Si par contre on est de ceux qui pensent que cette période est l’occasion idoine d’acheter ses actifs aux plus bas prix et qu’on a aucune inquiétude pour son emploi en cas de récession, on peut tranquillement continuer à investir.
Comme j’ai mentionné plus haut, je ne regarde plus mes comptes aussi régulièrement que d’habitude parce qu’ils ne sont pas beaux à voir. Mais au-delà de ça je ne m’en fais pas plus. Je crois que je suis de ceux qui aimeraient investir plus en ce moment si cela était possible mais cela fait aussi partie de l’évaluation que nous devons faire.
Qu’en est-il de mon fonds d’urgence investi en bourse?
Mon fonds d’urgence est toujours investi dans un portefeuille équilibré avec Wealthsimple. Mais je vais en commencer un autre dans un compte d’épargne. La situation actuelle n’a pas beaucoup influencé cette décision car jusqu’il y a quelques semaines, je continuais de mettre de l’argent dans ce compte. La principale raison est que mon fonds d’urgence est dans un CELI et j’ai presque maximisé mes contributions. Il faut donc que je libère l’espace qu’occupe ce compte, pour l’investir dans un portefeuille plus risqué comme mes autres CELI (que je considère comme des comptes d’épargne retraite). Je pourrais bien sûr le mettre dans un compte d’investissement non-enregistré mais je ne suis pas très confortable avec cette idée à cause des impôts à payer sur les gains en capitaux. Donc je me dis puisque c’est un argent qui doit être disponible rapidement, je n’ai pas envie d’aller m’amuser avec les gains en capitaux et autres complications d’un compte non-enregistré d’investissement.
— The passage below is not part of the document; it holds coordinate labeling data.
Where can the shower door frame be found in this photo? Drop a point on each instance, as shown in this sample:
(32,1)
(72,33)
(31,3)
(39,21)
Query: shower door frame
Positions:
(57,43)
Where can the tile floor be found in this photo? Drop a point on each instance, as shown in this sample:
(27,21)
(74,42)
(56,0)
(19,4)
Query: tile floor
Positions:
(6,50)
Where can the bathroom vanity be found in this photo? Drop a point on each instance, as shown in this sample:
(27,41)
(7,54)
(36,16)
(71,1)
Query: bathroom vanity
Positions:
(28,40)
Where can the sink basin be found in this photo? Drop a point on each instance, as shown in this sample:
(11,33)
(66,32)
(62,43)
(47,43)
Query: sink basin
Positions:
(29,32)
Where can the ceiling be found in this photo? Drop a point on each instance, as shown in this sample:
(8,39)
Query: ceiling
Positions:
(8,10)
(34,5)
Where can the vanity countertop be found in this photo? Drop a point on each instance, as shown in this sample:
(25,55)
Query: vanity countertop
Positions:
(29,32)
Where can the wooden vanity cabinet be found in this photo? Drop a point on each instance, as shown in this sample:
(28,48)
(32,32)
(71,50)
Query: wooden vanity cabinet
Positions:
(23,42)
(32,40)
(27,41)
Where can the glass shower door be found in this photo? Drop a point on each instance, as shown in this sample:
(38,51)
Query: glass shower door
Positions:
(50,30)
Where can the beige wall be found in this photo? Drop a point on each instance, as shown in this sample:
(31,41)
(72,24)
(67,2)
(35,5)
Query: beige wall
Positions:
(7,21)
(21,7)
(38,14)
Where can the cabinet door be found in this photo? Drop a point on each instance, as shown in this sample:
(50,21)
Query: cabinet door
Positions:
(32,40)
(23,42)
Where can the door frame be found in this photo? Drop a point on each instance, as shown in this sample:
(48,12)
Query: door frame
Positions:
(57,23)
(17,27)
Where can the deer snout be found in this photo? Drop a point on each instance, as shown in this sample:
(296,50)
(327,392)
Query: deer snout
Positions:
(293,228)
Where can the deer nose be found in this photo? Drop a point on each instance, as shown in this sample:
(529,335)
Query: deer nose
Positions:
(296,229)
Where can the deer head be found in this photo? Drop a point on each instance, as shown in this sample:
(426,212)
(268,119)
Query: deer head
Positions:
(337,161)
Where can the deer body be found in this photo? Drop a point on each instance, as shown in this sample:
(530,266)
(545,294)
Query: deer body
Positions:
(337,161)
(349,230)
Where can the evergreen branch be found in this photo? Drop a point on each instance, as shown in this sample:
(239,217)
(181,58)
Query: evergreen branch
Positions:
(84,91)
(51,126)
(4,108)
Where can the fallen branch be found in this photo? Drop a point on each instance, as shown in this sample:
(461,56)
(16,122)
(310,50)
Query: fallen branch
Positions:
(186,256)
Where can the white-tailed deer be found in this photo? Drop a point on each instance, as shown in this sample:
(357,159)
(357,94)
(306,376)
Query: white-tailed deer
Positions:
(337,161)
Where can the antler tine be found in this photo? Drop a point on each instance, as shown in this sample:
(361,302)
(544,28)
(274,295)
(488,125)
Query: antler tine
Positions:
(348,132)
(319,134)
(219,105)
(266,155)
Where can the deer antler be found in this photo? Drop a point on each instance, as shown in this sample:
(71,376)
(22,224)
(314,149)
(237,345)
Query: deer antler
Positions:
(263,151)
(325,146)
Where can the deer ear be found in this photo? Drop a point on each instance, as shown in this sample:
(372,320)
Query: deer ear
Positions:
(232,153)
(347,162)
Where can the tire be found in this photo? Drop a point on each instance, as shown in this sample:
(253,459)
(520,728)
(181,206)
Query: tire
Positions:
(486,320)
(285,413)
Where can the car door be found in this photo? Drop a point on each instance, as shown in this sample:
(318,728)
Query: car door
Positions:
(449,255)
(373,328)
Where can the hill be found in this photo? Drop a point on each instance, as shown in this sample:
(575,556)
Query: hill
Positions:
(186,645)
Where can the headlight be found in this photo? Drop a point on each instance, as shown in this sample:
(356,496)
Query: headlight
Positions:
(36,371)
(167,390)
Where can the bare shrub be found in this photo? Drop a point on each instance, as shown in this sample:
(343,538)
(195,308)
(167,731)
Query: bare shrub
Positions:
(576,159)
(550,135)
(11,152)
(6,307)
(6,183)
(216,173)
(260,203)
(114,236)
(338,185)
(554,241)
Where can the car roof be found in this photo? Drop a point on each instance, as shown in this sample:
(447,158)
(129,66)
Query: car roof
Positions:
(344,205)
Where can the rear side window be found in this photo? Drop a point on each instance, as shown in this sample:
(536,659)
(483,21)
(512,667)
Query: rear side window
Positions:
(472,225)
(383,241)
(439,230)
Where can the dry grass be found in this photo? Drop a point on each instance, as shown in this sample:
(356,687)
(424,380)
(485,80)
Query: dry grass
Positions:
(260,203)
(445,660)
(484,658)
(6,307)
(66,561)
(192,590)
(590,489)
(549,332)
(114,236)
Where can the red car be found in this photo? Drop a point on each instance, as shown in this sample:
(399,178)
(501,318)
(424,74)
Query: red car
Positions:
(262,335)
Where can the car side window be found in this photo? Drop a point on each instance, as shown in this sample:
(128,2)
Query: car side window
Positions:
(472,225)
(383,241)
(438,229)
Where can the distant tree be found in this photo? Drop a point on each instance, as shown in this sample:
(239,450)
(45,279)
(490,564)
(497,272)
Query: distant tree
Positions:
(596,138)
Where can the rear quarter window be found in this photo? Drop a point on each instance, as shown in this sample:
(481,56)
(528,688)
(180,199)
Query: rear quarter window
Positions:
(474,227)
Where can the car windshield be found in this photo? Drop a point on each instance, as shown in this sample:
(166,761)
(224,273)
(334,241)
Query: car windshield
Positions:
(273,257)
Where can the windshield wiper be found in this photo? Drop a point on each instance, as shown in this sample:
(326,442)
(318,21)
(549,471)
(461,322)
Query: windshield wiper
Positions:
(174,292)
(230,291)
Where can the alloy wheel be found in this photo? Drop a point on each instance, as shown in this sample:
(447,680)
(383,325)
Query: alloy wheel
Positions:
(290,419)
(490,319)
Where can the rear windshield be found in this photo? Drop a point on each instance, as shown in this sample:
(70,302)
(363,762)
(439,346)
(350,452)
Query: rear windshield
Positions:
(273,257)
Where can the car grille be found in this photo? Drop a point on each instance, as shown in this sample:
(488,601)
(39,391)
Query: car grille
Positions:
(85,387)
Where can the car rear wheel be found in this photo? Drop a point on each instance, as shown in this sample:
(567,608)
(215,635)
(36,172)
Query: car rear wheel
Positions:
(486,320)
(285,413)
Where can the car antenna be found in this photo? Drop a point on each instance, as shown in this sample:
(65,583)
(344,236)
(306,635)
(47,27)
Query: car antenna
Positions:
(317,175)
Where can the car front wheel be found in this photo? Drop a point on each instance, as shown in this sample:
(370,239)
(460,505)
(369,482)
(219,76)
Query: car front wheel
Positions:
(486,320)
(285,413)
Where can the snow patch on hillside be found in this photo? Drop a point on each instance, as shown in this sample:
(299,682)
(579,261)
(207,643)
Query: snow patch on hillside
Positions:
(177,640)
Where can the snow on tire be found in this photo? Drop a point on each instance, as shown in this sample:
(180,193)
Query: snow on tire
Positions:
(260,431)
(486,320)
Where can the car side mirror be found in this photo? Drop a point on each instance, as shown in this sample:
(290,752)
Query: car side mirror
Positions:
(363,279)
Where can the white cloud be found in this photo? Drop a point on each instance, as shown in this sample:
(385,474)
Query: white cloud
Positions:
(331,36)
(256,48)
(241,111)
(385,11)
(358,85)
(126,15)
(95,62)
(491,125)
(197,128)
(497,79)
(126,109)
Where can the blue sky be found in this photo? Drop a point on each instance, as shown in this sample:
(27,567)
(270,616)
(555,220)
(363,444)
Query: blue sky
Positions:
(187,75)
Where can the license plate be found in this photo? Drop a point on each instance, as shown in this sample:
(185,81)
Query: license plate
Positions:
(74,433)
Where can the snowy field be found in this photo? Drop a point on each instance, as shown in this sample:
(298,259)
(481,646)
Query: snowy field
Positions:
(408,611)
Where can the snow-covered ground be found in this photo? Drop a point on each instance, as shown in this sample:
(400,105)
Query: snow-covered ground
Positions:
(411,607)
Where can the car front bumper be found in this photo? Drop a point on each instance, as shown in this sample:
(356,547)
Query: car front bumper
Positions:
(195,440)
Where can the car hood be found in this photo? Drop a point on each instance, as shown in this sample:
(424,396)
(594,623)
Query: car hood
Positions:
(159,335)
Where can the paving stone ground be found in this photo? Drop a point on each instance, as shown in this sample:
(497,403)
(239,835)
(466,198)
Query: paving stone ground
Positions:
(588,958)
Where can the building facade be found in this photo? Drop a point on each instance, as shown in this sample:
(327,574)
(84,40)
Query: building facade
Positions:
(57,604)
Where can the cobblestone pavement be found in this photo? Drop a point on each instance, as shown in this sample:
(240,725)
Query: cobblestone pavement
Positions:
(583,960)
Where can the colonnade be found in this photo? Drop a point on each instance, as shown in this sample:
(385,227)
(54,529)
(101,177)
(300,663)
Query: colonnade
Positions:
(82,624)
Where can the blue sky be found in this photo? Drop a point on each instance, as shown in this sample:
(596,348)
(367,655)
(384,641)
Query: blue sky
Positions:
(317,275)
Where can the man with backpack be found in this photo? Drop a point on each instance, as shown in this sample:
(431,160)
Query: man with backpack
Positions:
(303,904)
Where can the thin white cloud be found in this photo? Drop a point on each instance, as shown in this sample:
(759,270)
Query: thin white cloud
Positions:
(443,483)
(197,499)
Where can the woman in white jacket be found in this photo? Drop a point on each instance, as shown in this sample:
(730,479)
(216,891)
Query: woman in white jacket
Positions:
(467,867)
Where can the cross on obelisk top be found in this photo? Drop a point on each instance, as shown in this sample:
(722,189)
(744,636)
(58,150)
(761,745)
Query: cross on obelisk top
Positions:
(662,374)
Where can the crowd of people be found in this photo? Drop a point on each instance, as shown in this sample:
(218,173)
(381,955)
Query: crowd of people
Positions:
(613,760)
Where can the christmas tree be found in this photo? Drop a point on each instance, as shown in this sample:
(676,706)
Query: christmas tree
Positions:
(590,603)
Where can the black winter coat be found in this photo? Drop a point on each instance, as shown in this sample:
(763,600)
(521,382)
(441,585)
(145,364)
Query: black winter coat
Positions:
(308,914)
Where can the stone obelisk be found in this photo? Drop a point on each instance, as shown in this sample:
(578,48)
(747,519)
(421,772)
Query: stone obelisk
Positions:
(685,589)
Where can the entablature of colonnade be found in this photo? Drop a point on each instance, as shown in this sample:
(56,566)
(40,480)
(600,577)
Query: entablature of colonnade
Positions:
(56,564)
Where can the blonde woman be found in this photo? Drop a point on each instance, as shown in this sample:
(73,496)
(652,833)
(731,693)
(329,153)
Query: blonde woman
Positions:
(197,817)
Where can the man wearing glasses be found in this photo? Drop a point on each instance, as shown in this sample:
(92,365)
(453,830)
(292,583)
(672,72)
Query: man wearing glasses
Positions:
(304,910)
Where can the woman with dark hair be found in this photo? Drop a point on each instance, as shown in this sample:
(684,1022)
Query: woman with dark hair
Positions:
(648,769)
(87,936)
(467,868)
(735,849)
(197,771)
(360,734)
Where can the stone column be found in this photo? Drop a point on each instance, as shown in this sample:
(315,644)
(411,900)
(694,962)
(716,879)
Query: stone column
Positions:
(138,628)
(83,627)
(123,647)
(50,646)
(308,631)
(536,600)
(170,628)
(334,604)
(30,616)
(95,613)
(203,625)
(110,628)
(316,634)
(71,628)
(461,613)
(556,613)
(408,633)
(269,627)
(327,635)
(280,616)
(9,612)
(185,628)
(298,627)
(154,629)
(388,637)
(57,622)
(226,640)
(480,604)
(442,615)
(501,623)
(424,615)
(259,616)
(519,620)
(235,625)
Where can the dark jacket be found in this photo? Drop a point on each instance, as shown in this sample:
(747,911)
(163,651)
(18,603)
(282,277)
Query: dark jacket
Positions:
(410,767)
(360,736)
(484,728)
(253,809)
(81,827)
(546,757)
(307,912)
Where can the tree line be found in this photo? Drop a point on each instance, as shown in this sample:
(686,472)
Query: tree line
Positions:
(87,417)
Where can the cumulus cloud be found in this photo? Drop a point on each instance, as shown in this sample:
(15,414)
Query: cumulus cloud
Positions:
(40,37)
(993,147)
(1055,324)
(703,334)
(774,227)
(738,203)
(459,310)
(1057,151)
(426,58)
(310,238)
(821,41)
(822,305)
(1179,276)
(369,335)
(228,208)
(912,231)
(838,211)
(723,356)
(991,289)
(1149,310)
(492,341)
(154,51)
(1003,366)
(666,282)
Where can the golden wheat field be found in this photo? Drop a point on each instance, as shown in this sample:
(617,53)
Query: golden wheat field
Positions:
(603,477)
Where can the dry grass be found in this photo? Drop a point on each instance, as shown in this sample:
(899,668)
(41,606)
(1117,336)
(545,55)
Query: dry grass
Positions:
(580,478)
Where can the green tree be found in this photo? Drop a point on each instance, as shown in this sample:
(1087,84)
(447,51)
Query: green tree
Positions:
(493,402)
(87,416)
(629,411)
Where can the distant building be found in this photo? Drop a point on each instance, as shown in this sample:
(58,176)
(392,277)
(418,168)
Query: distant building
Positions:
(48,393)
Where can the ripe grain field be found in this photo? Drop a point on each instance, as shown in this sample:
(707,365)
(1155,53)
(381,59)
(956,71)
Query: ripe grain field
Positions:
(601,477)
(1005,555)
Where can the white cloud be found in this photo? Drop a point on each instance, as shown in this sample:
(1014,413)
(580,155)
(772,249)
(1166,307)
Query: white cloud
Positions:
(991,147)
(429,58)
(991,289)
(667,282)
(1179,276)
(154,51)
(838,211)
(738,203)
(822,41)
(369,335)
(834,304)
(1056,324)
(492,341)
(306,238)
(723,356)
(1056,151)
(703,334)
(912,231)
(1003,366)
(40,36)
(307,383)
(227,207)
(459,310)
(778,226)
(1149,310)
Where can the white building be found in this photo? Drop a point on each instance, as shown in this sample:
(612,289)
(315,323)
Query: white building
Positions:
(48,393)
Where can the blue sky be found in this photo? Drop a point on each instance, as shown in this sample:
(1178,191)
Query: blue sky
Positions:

L’autre raison pour laquelle je commence un fonds d’urgence dans un compte d’épargne est la mentalité de pénurie (j’en reparlerai dans un autre article). J’écoute et je lis beaucoup sur la psychologie de l’argent et j’ai récemment découvert que les gens (comme moi) qui ont une mentalité de pénurie veulent maximiser chacune de leur décision financière (quitte à investir son fonds d’urgence). On essaie de gagner sur tous les fronts. On ne veut rien laisser sur la table. Ce n’est pas la relation que j’ai envie d’avoir avec l’argent. Je veux que l’argent soit pour moi un moyen de profiter de la vie que je veux pas un maître qui dicte comment je vis ma vie. Donc je vais bâtir un fonds d’urgence de six mois, qui sera entièrement stocké dans un compte d’épargne.
Sinon, je vis en ce moment une situation qui nécessiterait que j’utilise mon fonds d’urgence. J’ai appris en mars que mon loyer ne serait pas renouvelé et que je devais me trouver un appartement. Depuis mon arriver au Canada, je vis dans des colocations tout inclus mais là, j’ai décidé de me prendre un appartement toute seule. À ce jour, je n’ai aucun meuble ou fourniture pour la maison donc je dois tout acheter, du matelas à la cuillère en passant par le sofa et la table à dîner. Tout cela coute beaucoup plus cher que je le pensais, mais jusque là je réussis à tout payer avec mon salaire. J’ai temporairement arrêter de contribuer à mes comptes d’investissements et je paie tout en espèces. Si j’avais un fonds d’urgence dans un compte, d’épargne, je pense que je puiserais dedans.
Oh et ma voiture est aussi en réparation parce que j’ai cogné quelqu’un par derrière (rien de grave, que des dégâts matériels) mais j’ai un fonds d’urgence pour ma voiture.
Pour finir, je veux juste réitérer que nous sommes dans une période idoine pour réévaluer ses décisions en matière d’épargne et d’investissement. On peut suspendre ses investissements et épargner plus, si ça aide à atténuer la panique ou alors investir plus si on se sent capable. L’essentiel c’est d’être en paix avec sa décision.